I absolutely reject any notion that a monolithic management process, or set of processes built into a monolithic management application, could properly automate a complex multi-service network that includes both network devices and hosted features/functions. I’ve described the issue in past blogs so I won’t go over it again here, but it’s easily resolved by applying the principles of TMF NGOSS Contract, a concept over a decade old. However, an NGOSS Contract statement of ZSM implementation would say that the contract data model is the “integration fabric” depicted in the paper. Absent that insight, I don’t think a useful implementation can be derived from the approach, and certainly an optimum one cannot be derived.
What, then, is the basic problem, the thing that unites the issues I’ve cited here?
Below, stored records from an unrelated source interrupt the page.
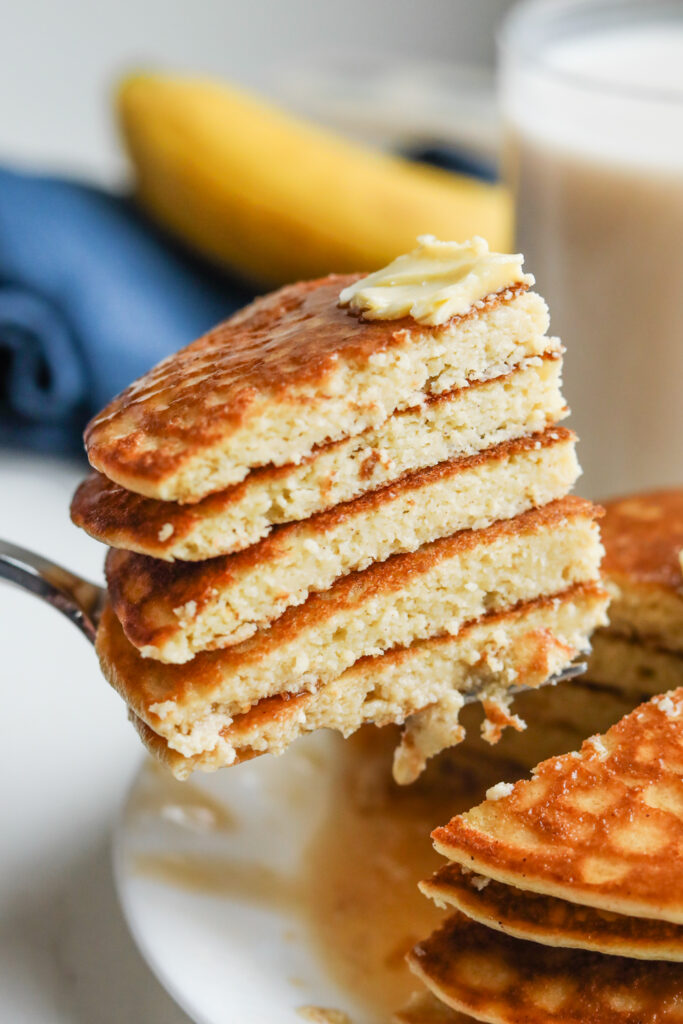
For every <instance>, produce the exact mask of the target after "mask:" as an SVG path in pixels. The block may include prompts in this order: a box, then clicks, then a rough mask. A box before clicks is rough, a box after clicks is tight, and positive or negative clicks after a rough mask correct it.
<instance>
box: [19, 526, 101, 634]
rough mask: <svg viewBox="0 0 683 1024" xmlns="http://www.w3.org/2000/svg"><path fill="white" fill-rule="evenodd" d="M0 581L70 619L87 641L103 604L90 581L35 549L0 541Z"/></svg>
mask: <svg viewBox="0 0 683 1024" xmlns="http://www.w3.org/2000/svg"><path fill="white" fill-rule="evenodd" d="M0 580H5V581H6V582H7V583H11V584H14V586H15V587H18V588H19V589H20V590H26V591H27V592H28V593H29V594H33V595H34V596H35V597H39V598H40V599H41V600H42V601H45V602H46V603H47V604H49V605H51V606H52V607H53V608H56V609H57V610H58V611H60V612H61V613H62V614H63V615H66V616H67V618H70V620H71V622H72V623H74V625H75V626H77V627H78V628H79V629H80V630H81V632H82V633H84V634H85V635H86V637H87V638H88V640H90V642H91V643H93V642H94V639H95V633H96V632H97V622H98V620H99V614H100V611H101V608H102V605H103V603H104V598H105V591H104V590H103V589H102V588H101V587H98V586H97V585H96V584H94V583H90V582H89V581H87V580H84V579H83V578H82V577H79V575H76V573H75V572H70V571H69V569H66V568H63V567H62V566H61V565H57V564H56V562H52V561H50V560H49V559H48V558H44V557H43V556H42V555H39V554H37V553H36V552H35V551H28V550H27V549H26V548H19V547H18V545H16V544H10V543H9V541H2V540H0Z"/></svg>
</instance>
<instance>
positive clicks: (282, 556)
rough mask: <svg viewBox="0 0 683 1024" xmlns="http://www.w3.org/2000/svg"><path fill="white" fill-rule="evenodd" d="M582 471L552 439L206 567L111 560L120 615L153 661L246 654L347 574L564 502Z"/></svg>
mask: <svg viewBox="0 0 683 1024" xmlns="http://www.w3.org/2000/svg"><path fill="white" fill-rule="evenodd" d="M579 472H580V470H579V464H578V462H577V458H575V454H574V439H573V435H572V434H570V433H569V431H566V430H563V429H561V428H555V429H551V430H549V431H547V432H546V434H544V435H541V436H538V437H530V438H523V439H520V440H518V441H514V442H508V444H504V445H501V446H500V447H499V449H497V450H494V451H493V452H484V453H481V454H480V456H475V457H471V458H470V459H468V460H465V461H461V460H455V461H454V462H452V463H445V464H441V465H439V466H436V467H433V468H431V469H428V470H423V471H421V472H419V473H416V474H412V475H411V476H409V477H405V478H403V479H402V480H401V481H399V482H398V483H396V484H393V485H391V486H389V487H386V488H383V489H382V490H378V492H374V493H373V494H372V495H369V496H365V497H362V498H359V499H356V500H355V501H353V502H350V503H348V504H346V505H344V506H340V507H337V508H336V509H332V510H330V511H329V512H325V513H321V514H318V515H317V516H314V517H313V518H312V519H309V520H305V521H303V522H298V523H293V524H291V525H288V526H284V527H281V528H280V529H279V530H276V531H275V532H273V534H272V535H271V536H270V537H268V538H267V539H265V540H264V541H262V542H260V543H259V544H258V545H256V546H254V547H252V548H249V549H248V550H247V551H245V552H241V553H239V554H234V555H226V556H223V557H222V558H215V559H211V560H210V561H207V562H204V563H202V564H201V565H196V566H187V565H185V564H182V563H181V564H178V565H166V564H160V563H159V562H158V561H157V560H155V559H151V558H146V557H144V556H141V555H135V554H131V553H129V552H122V551H117V550H113V551H111V552H110V554H109V557H108V560H106V579H108V584H109V589H110V597H111V601H112V605H113V607H114V610H115V611H116V613H117V615H118V617H119V620H120V622H121V623H122V625H123V628H124V632H125V633H126V636H127V637H128V639H129V640H130V641H131V643H133V644H134V645H135V646H136V647H138V648H141V650H142V652H143V654H144V655H145V656H148V657H155V658H158V659H159V660H162V662H171V663H182V662H186V660H189V659H190V658H191V657H193V656H194V655H195V654H196V653H197V652H199V651H202V650H205V649H211V648H215V647H225V646H230V645H232V644H234V643H239V642H240V641H241V640H243V639H245V638H246V637H248V636H251V635H252V634H253V633H254V632H255V631H256V630H257V628H259V627H262V626H263V625H264V624H267V623H270V622H272V621H273V620H274V618H278V617H279V616H280V615H281V614H282V613H283V612H284V611H285V609H286V608H287V607H290V606H293V605H298V604H301V603H303V601H305V600H306V598H307V597H308V595H309V594H310V593H312V592H317V591H325V590H327V589H328V588H329V587H331V586H332V584H333V583H334V582H335V580H337V579H339V578H340V577H342V575H346V574H347V573H349V572H353V571H356V570H360V569H364V568H366V567H367V566H368V565H370V564H372V563H373V562H378V561H384V560H385V559H387V558H388V557H390V556H391V555H394V554H397V553H400V552H407V551H415V550H416V549H417V548H419V547H420V546H421V545H423V544H428V543H430V542H431V541H434V540H437V539H438V538H440V537H444V536H450V535H451V534H454V532H456V531H458V530H463V529H479V528H482V527H485V526H488V525H489V524H490V523H493V522H496V521H497V520H499V519H509V518H512V517H513V516H516V515H519V514H520V513H521V512H525V511H527V510H528V509H529V508H533V507H536V506H539V505H546V504H548V503H549V502H551V501H554V500H556V499H558V498H561V497H562V496H563V495H565V494H566V493H567V490H568V489H569V488H570V487H571V486H572V484H573V483H574V481H575V479H577V477H578V475H579Z"/></svg>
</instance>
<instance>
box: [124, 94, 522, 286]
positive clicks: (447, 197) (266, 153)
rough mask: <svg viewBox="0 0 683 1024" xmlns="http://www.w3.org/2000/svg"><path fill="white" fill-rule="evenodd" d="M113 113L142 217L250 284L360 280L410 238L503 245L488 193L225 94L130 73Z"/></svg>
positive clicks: (410, 243)
mask: <svg viewBox="0 0 683 1024" xmlns="http://www.w3.org/2000/svg"><path fill="white" fill-rule="evenodd" d="M118 113H119V118H120V123H121V126H122V130H123V135H124V138H125V141H126V145H127V148H128V152H129V155H130V159H131V161H132V164H133V167H134V172H135V179H136V188H137V195H138V198H139V200H140V202H141V204H142V205H143V207H144V208H145V209H146V210H147V211H148V212H150V214H151V215H152V216H153V217H154V218H155V219H157V220H158V221H159V222H160V223H161V224H163V225H164V226H165V227H166V228H167V229H168V230H170V231H171V232H173V233H174V234H177V236H178V237H179V238H180V239H182V240H183V241H184V242H185V243H186V244H188V245H189V246H191V247H193V248H195V249H197V250H198V251H199V252H201V253H203V254H204V255H205V256H207V257H209V258H210V259H211V260H213V261H214V262H217V263H218V264H220V265H222V266H224V267H227V268H229V269H230V270H233V271H237V272H238V273H239V274H240V275H241V276H243V278H245V279H248V280H250V281H251V282H253V283H254V284H256V285H258V286H266V287H273V286H278V285H282V284H285V283H287V282H291V281H296V280H300V279H307V278H316V276H321V275H323V274H326V273H329V272H331V271H339V272H344V271H351V270H373V269H376V268H377V267H379V266H383V265H385V264H386V263H388V262H389V261H390V260H392V259H393V258H394V257H395V256H397V255H398V254H400V253H402V252H407V251H408V250H410V249H412V248H413V247H414V245H415V239H416V237H417V236H418V234H424V233H431V234H435V236H437V237H438V238H441V239H449V240H455V241H462V240H465V239H468V238H471V237H472V236H473V234H481V236H483V237H484V238H485V239H487V241H488V243H489V245H490V248H492V249H494V250H498V251H506V250H507V249H508V247H509V243H510V240H511V210H510V202H509V197H508V195H507V193H506V190H505V189H504V188H502V187H501V186H497V185H489V184H486V183H483V182H479V181H475V180H473V179H471V178H467V177H464V176H459V175H454V174H451V173H449V172H446V171H441V170H438V169H436V168H431V167H427V166H422V165H419V164H414V163H411V162H410V161H407V160H401V159H399V158H395V157H391V156H387V155H385V154H383V153H380V152H379V151H378V152H375V151H373V150H370V148H367V147H364V146H361V145H358V144H355V143H353V142H350V141H347V140H346V139H344V138H342V137H338V136H336V135H335V134H333V133H331V132H328V131H326V130H325V129H322V128H318V127H317V126H315V125H312V124H309V123H307V122H305V121H302V120H299V119H297V118H295V117H292V116H290V115H288V114H285V113H282V112H281V111H279V110H276V109H274V108H272V106H270V105H268V104H267V103H265V102H262V101H261V100H259V99H256V98H254V97H253V96H251V95H249V94H247V93H245V92H243V91H241V90H239V89H237V88H233V87H231V86H227V85H225V84H222V83H219V82H215V81H208V80H199V79H188V78H178V77H174V76H163V75H153V74H137V75H134V76H131V77H129V78H127V79H125V80H124V81H123V83H122V84H121V86H120V88H119V92H118Z"/></svg>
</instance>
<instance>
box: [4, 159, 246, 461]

I think it’s simple. If you are defining a future architecture, you define it for the future and adapt it to the present. Transition is justified by transformation, not the other way around. What the telcos, and ETSI, should be doing is defining a cloud-native model for future networks and services, and then adapting that model to serve during the period when we’re evolving from devices to functions.
Intent modeling and NGOSS Contract would make that not only possible, but easy. Intent modeling says that elements of a service, whether based on PNFs or VNFs, can be structured as black boxes whose external properties are public and whose internal behaviors are opaque as long as the model element’s SLA is maintained. NGOSS Contract says that the service data model, which describes the service as a collection of “sub-services” or elements, steers service events to service processes. That means that any number of processes can be run, anywhere that’s convenient, and driven from and synchronized by that data model.
The TMF hasn’t done a great job in promoting NGOSS Contract, which perhaps is why ETSI and operators have failed to recognize its potential. Perhaps the best way to leverage the new initiative launched by Telecom TV and other sponsors would be to frame a discussion around how to adapt to the cloud-native, intent-modeled, NGOSS-contract-mediated, model of service lifecycle automation. While the original TMF architect of NGOSS Contract (John Reilly) has sadly passed, I’m sure there are others in the body who could represent the concept at such a discussion.
This paper was posted on LinkedIn by one of the authors of the paper on accelerating innovation in telecom, a paper I blogged about on Monday of last week. It may be that the two combined events demonstrate a real desire by the telco standards community to get things on track. I applaud their determination if that’s the case, but I’m sorry, people. This isn’t the way.